Some hotels have European style pastry continental breakfasts, while others serve fatty meats in addition to cereal choices. It's worth asking about the hotel or motel breakfast when making reservations. Having a small fridge in the room can help guests store healthy breakfast and snack choices such as milk, non-fat yogurt, fruit juices, low fat cheese, and peanut butter. Healthy whole grain cereal, granola bars, and fresh fruit can be kept in the room to be used with the refrigerated food items.

It's important to be wary of continental breakfast foods that look healthier than they actually are. For example, bagels contain about 400 calories, which for many people is close to their calorie amount for an entire breakfast. A half of a whole wheat bagel can be considered a healthy choice, but it may not be as filling as two slices of grainy toast. Whole wheat rolls are a healthy substitute for fat laden croissants.

While a smaller bran muffin can be a healthy addition to a continental breakfast, large muffins may have fat, sugar, and calorie amounts that are more equivalent to cakes than healthy muffins. Granola is a nutritious food since it contains whole oats and nuts, yet it should be only eaten in small amounts because of its high fat content. Rather than eating large bowls of it with milk at a continental breakfast, topping non-fat yogurt with a small amount of granola with nuts is a great way to get needed nutrition. Eating smaller amounts means that the fat content won't be too high. Having a small granola bar is another alternative.
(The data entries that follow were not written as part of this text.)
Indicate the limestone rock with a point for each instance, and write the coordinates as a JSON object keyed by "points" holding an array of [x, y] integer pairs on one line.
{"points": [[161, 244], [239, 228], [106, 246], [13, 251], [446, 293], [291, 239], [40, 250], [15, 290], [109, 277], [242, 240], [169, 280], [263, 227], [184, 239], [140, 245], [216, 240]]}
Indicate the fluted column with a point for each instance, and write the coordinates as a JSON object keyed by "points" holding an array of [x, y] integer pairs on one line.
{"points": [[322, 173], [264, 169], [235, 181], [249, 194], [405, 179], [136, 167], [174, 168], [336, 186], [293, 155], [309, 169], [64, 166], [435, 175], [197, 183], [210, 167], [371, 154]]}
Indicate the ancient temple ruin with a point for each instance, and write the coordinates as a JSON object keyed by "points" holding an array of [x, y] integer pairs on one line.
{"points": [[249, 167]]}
Vegetable juice is a healthy beverage choice that is offered at some hotel or motel continental breakfasts. It can also be stored in an in-room fridge. Vegetable juices are usually tomato-based and contain many other vegetables such as carrots and spinach. Both fruit and vegetable juices without any sugar additives are considered nutritious, but fresh whole fruits and vegetables have more fiber. Having a piece of fresh fruit along with some vegetable juice can be a healthy accompaniment to a continental breakfast.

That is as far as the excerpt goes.